Evidentemente il culto per il
progetto è ancora vivo, ma probabilmente più sotto forma di "likes"
su Facebook che di acquirenti in carne d'ossa, visto che questa politica dei
cofanetti per miliardari ha portato negli anni ad una progressiva erosione
della fan-base, complice il fatto che il mondo si compone sempre più di
giovani spiantati che ascoltano la musica in rete. A meno che l'obiettivo della
Apocalyptic Vision sia stato quello di raggiungere più comodamente le tasche di
un Lapo Elkann o di un Donald Trump, sfruttando al massimo la
venerazione che un'artista così particolare ed estrema potesse generare.
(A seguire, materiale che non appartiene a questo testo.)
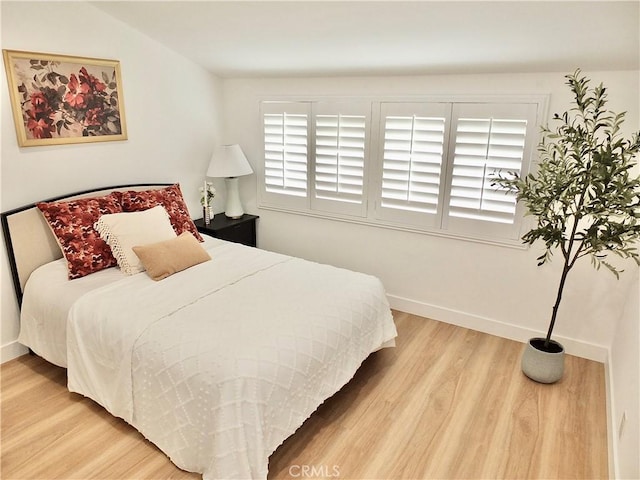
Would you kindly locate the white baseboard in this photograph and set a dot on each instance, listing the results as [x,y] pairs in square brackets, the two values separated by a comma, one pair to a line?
[612,437]
[12,350]
[578,348]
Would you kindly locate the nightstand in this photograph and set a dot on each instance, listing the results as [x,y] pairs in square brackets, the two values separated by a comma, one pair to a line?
[239,230]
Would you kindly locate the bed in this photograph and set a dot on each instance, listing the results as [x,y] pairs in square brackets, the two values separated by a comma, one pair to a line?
[217,363]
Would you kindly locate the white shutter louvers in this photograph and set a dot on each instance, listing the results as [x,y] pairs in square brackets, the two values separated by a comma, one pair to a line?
[339,159]
[285,150]
[484,146]
[413,149]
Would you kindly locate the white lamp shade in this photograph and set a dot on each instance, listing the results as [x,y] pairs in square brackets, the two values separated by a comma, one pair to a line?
[228,161]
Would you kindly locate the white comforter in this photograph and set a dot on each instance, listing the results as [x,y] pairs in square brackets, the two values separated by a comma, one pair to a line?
[219,364]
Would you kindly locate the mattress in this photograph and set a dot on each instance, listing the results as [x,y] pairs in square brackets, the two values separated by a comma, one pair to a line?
[48,297]
[219,364]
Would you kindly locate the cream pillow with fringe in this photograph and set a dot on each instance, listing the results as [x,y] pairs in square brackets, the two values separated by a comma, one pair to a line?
[123,231]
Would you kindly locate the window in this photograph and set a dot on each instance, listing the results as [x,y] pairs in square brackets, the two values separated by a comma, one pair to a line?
[423,166]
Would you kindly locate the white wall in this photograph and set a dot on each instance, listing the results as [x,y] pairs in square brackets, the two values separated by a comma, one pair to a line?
[624,371]
[452,280]
[458,281]
[172,108]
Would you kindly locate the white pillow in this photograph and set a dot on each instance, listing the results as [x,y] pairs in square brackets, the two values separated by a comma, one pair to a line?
[123,231]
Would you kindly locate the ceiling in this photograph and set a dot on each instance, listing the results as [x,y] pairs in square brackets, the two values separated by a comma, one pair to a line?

Mi vengono allora in mente
tutte quelle band metal e non metal che, umilmente, si fanno un culo pazzesco a
suonare nei più sperduti locali del mondo, perché si sa che oggi rende di più
l'attività dal vivo che la vendita di materiale discografico. Quelle stesse
band che ritroviamo a fine concerto dietro agli stand a vendere i loro
dischi e le loro magliette a prezzi irrisori. Quelle band che magari ti
accolgono amichevolmente e ti fanno un autografo sul CD che hai appena comprato
per dieci o dodici euro. Quelle stesse band, infine, a cui non passerebbe manco
per l’anticamera del cervello, per farti avere lo stesso medesimo scarabocchio,
di costringerti a spendere novanta euro per un cofanetto. Ma ad Anna Varney
pesa il culo e non fa concerti.
Ed allora, cara Anna, sai che
ti dico? Per quanto mi riguarda, m'hai proprio rotto i coglioni, per me puoi
rimanere a casa a piangere nel buio, io ti vado nel culo!